Building Partnerships with Professor Guy Lloyd-Jones

Forbes Chair of Organic Chemistry, Professor Guy Lloyd-Jones, discusses his collaboration with TgK Scientific and how Edinburgh Innovations guided his project from the very beginning, helping him understand IP and patenting requirements.

Professor Guy Lloyd-Jones




Professor Guy Lloyd-Jones, School of Chemistry:

My name is Guy Lloyd-Jones. I'm an organic chemist here at the University of Edinburgh. My special area of interest is reaction mechanism.

The best technique for organic chemistry, for studying reactions and reactions medius, is Nuclear Magnetic Resonance, NMR. The initial aim was to generate an instrument, a new stopped-flow instrument, that we could use to look at reaction mechanisms.

I had no previous experience with stopped-flow. TgK Scientific had no previous experience with NMR. We began discussions. So, what we’ve developed is a probe and the reaction, instead of being assembled outside the instrument and placed in, all the reactants are held at a controlled temperature environment in this region and are mixed rapidly and then squirted into the tube here. So within about a tenth of a second, we can start measuring the reaction. For a fast reaction that’s pivotal in terms of watching things appear and disappear; information you'd never get with a conventional technique.

Through discussions with colleagues in other universities and Industry, it became obvious that this new technique – which we were just getting going at the time – would be very, very useful and there would be a demand for it as a product.  

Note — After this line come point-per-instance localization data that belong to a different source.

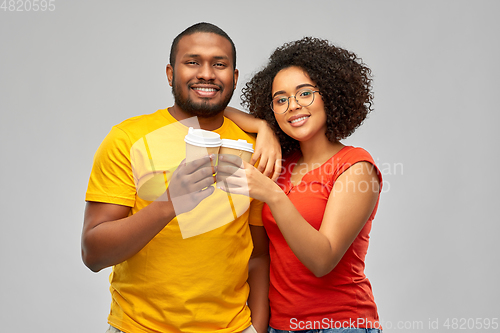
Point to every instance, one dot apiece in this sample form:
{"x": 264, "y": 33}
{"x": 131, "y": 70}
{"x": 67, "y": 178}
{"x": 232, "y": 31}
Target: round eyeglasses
{"x": 304, "y": 98}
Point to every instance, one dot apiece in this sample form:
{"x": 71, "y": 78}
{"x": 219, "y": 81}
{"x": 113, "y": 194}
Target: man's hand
{"x": 190, "y": 184}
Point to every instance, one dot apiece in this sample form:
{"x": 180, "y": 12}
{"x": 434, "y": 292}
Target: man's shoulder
{"x": 136, "y": 122}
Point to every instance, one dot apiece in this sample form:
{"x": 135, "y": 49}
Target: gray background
{"x": 67, "y": 76}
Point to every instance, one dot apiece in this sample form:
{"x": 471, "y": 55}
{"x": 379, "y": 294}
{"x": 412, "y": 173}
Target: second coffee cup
{"x": 200, "y": 143}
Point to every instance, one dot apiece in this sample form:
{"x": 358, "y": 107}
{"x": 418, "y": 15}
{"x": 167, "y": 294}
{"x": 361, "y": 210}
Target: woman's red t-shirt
{"x": 342, "y": 298}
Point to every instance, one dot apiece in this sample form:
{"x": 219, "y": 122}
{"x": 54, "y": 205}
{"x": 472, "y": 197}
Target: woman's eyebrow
{"x": 298, "y": 87}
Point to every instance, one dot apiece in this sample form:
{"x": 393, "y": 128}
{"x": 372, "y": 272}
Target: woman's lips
{"x": 298, "y": 120}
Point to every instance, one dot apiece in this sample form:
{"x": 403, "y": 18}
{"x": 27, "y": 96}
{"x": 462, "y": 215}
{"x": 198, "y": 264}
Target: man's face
{"x": 203, "y": 78}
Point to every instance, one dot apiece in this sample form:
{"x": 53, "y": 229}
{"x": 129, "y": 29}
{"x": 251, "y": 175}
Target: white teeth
{"x": 298, "y": 119}
{"x": 206, "y": 89}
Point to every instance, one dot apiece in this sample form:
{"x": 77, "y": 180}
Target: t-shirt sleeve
{"x": 255, "y": 213}
{"x": 111, "y": 179}
{"x": 353, "y": 156}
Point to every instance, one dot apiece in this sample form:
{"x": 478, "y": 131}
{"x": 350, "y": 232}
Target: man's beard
{"x": 203, "y": 109}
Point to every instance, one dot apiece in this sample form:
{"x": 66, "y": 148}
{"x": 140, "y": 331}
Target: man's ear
{"x": 235, "y": 77}
{"x": 170, "y": 74}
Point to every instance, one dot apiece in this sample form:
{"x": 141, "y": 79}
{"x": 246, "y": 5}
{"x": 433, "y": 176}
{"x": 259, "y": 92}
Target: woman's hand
{"x": 236, "y": 176}
{"x": 268, "y": 149}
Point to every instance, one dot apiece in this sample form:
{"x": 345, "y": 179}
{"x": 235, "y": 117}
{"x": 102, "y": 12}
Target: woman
{"x": 319, "y": 214}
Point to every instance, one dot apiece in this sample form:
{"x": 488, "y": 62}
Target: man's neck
{"x": 209, "y": 124}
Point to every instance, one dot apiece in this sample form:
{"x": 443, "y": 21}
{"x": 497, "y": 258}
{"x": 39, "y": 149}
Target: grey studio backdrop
{"x": 68, "y": 75}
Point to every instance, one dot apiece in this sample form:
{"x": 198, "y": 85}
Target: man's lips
{"x": 205, "y": 90}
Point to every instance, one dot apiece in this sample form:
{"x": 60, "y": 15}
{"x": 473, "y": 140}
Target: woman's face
{"x": 302, "y": 123}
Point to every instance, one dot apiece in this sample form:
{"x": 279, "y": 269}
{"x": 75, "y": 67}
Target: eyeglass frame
{"x": 296, "y": 100}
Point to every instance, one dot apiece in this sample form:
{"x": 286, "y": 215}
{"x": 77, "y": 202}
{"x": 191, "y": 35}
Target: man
{"x": 163, "y": 280}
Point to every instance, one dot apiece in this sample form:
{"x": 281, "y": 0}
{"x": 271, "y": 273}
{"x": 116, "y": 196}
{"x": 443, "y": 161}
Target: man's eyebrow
{"x": 297, "y": 87}
{"x": 194, "y": 55}
{"x": 191, "y": 55}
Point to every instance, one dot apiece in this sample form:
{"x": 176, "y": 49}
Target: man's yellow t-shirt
{"x": 192, "y": 276}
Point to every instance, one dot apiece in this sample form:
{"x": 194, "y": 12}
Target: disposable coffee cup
{"x": 240, "y": 148}
{"x": 200, "y": 143}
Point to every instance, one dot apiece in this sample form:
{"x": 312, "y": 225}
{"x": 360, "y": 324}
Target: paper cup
{"x": 240, "y": 148}
{"x": 200, "y": 143}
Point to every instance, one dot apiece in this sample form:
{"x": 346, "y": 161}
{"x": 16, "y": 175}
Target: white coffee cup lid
{"x": 202, "y": 138}
{"x": 237, "y": 144}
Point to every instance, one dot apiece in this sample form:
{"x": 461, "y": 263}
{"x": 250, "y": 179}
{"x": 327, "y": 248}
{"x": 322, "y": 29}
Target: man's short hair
{"x": 200, "y": 27}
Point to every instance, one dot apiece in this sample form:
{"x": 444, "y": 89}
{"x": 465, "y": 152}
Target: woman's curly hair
{"x": 342, "y": 78}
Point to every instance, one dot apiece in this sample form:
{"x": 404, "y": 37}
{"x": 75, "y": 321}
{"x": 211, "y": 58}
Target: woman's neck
{"x": 319, "y": 150}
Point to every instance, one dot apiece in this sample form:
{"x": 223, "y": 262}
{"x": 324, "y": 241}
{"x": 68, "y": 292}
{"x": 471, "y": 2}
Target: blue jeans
{"x": 330, "y": 330}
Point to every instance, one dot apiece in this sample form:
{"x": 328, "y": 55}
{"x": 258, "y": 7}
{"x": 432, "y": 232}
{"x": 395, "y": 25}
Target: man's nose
{"x": 206, "y": 72}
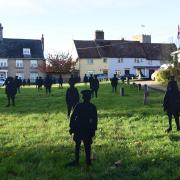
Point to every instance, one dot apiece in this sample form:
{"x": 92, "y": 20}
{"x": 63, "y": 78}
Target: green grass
{"x": 35, "y": 143}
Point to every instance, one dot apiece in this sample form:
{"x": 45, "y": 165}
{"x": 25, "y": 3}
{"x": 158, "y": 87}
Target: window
{"x": 19, "y": 63}
{"x": 90, "y": 72}
{"x": 20, "y": 75}
{"x": 34, "y": 63}
{"x": 105, "y": 60}
{"x": 3, "y": 63}
{"x": 26, "y": 51}
{"x": 33, "y": 76}
{"x": 150, "y": 62}
{"x": 90, "y": 61}
{"x": 136, "y": 60}
{"x": 120, "y": 60}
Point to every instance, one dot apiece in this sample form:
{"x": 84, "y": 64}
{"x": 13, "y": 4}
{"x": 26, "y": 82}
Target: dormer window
{"x": 26, "y": 52}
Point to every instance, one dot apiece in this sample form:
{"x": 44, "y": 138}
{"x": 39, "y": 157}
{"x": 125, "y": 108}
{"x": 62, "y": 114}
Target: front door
{"x": 2, "y": 75}
{"x": 151, "y": 71}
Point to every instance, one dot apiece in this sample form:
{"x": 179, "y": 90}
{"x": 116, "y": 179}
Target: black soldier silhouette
{"x": 18, "y": 83}
{"x": 39, "y": 83}
{"x": 72, "y": 97}
{"x": 95, "y": 86}
{"x": 171, "y": 103}
{"x": 90, "y": 81}
{"x": 60, "y": 81}
{"x": 71, "y": 80}
{"x": 85, "y": 79}
{"x": 10, "y": 90}
{"x": 114, "y": 83}
{"x": 83, "y": 124}
{"x": 48, "y": 84}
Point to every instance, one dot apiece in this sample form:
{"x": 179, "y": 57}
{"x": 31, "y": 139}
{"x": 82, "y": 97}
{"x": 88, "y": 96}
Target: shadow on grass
{"x": 174, "y": 137}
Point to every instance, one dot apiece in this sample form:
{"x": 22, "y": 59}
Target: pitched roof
{"x": 123, "y": 49}
{"x": 13, "y": 48}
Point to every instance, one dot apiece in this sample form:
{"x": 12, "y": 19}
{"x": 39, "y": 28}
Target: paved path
{"x": 153, "y": 85}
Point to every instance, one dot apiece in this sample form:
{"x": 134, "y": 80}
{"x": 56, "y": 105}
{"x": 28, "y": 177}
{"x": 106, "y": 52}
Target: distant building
{"x": 20, "y": 57}
{"x": 176, "y": 54}
{"x": 142, "y": 38}
{"x": 122, "y": 57}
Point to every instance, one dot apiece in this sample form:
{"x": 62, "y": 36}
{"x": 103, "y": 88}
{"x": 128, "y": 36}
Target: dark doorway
{"x": 151, "y": 71}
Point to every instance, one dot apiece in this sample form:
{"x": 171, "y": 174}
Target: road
{"x": 153, "y": 85}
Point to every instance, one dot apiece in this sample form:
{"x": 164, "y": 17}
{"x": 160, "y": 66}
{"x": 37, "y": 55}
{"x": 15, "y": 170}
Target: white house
{"x": 176, "y": 53}
{"x": 122, "y": 57}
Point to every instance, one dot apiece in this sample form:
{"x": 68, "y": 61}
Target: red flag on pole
{"x": 178, "y": 34}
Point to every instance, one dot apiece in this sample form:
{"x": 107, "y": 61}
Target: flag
{"x": 178, "y": 34}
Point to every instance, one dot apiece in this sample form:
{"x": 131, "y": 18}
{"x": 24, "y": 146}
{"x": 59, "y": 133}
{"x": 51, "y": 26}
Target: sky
{"x": 62, "y": 21}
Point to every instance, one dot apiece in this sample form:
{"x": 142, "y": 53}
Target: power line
{"x": 110, "y": 45}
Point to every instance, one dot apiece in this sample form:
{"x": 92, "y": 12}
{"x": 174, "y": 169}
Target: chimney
{"x": 99, "y": 35}
{"x": 42, "y": 41}
{"x": 1, "y": 32}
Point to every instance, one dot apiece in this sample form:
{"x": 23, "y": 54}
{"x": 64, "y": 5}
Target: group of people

EI [Edinburgh Innovations] were instrumental in guiding us down that first path of what IP we could protect, the technical drawings, and whether we should patent or not. It was the Technology Transfer team that were instrumental, and I have great admiration for them for that.

So, I think a very important part of the overall process was the fact that the Business Development Executive was based, embedded, within the Chemistry department and so we’d already built up a relationship informally, day-to-day. Through our discussions about what was going on in my lab, it became clear that the device we developed with TgK, for this rapid assembly of reactions, could be a really important commercial product for both TgK and the University.

And what the IAA funding allowed us to do was take a postdoc off an existing project, excise them for six months with funding for their time, and the consumables required for the project and that bootstrapped the whole process and got us to market.


Ted King, TgK Scientific Ltd:

Our collaboration involved introducing a rapid mixing system into an NMR spectrometer and the funding enabled us to be very focused in bringing forward the development and that was successful. We were able to produce a commercially viable product. This has positive results for us as a business selling the product and it has positive results for science because it’s going to enable in-situ monitoring of fast reactions in NMR.


Professor Guy Lloyd-Jones, School of Chemistry:

Working with Industry allows me to quite often see that there are fundamental problems that apply directly to the processes that Industry are using, that they don’t have the time or expertise to solve. I’ve been able to apply fundamental research in an academic setting to help solve some of those problems with Industry.